“I think the unemployment rate they talk about on TV is misleading,” she said.
Ms. Shue-Willis said she wasn’t sure whom she would vote for next month. She isn’t impressed by her Republican congressman, Scott Taylor — or by almost anyone else in Congress, a group she called “a bunch of squabbling hypocrites.”
It isn’t clear what, beyond partisanship, is driving the gender divide on the economy. Men have not notably outperformed women in their economic fortunes since Mr. Trump took office. Women have, if anything, received a slightly disproportionate share of jobs, and the pay gap for full-time workers narrowed slightly last year.

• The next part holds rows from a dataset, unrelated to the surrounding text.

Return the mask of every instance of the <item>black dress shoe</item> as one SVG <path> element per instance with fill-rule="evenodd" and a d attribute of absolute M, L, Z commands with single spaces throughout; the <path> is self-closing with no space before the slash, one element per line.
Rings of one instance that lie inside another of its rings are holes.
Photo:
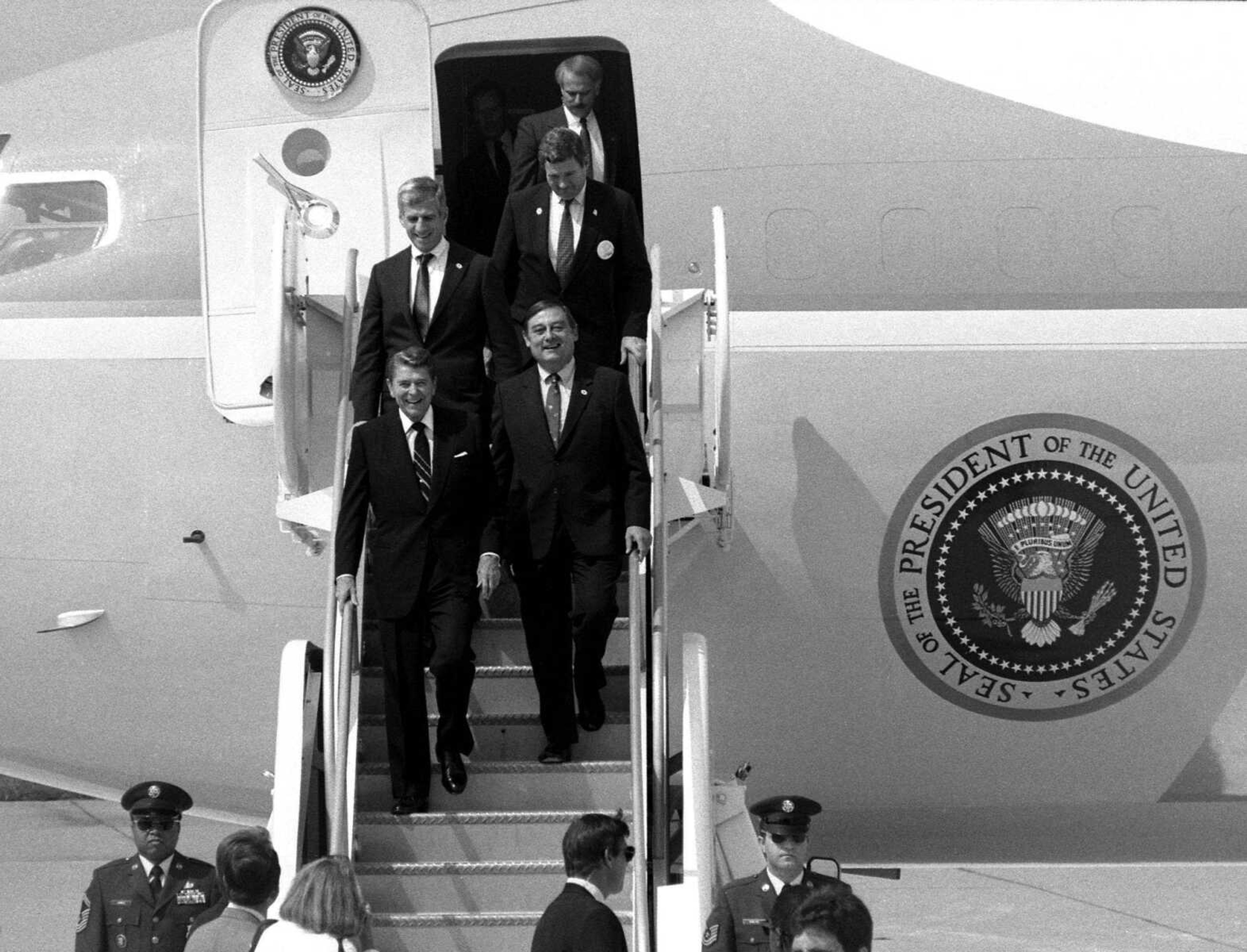
<path fill-rule="evenodd" d="M 602 696 L 597 691 L 580 706 L 576 722 L 590 732 L 601 730 L 606 724 L 606 705 L 602 704 Z"/>
<path fill-rule="evenodd" d="M 390 807 L 394 816 L 409 816 L 410 814 L 428 814 L 429 797 L 426 796 L 400 796 Z"/>
<path fill-rule="evenodd" d="M 441 786 L 448 794 L 461 794 L 468 786 L 468 769 L 458 751 L 445 751 L 438 757 L 441 765 Z"/>
<path fill-rule="evenodd" d="M 537 756 L 541 764 L 566 764 L 571 760 L 571 747 L 560 747 L 557 744 L 546 744 L 545 750 Z"/>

But hiring has been especially strong in male-dominated sectors such as manufacturing, construction and mining, noted Jed Kolko, chief economist for the job-search site Indeed. That growth, Mr. Kolko said, may be making men more optimistic — particularly because those same sectors had been in a long slump.
“We are in this unexpected and perhaps temporary moment where job growth is faster on average in traditionally male-dominated jobs,” he said.
Mr. Trump’s policies, Mr. Kolko said, probably have little to do with the blue-collar rebound. But that may not matter. Amber Wichowsky, a political-science professor at Marquette University, said that during the Obama administration, white men — particularly those without a college degree — reported feeling that their social status was eroding. Now that might be reversing.
“Their guy’s in office, the economy’s doing well, it’s an even bigger shot in the arm,” Ms. Wichowsky said. “The psychology’s really important.”
Even with the unemployment rate under 4 percent, however, millions of Americans are stuck in part-time or low-paying jobs, and many families have barely begun to recover from the Great Recession.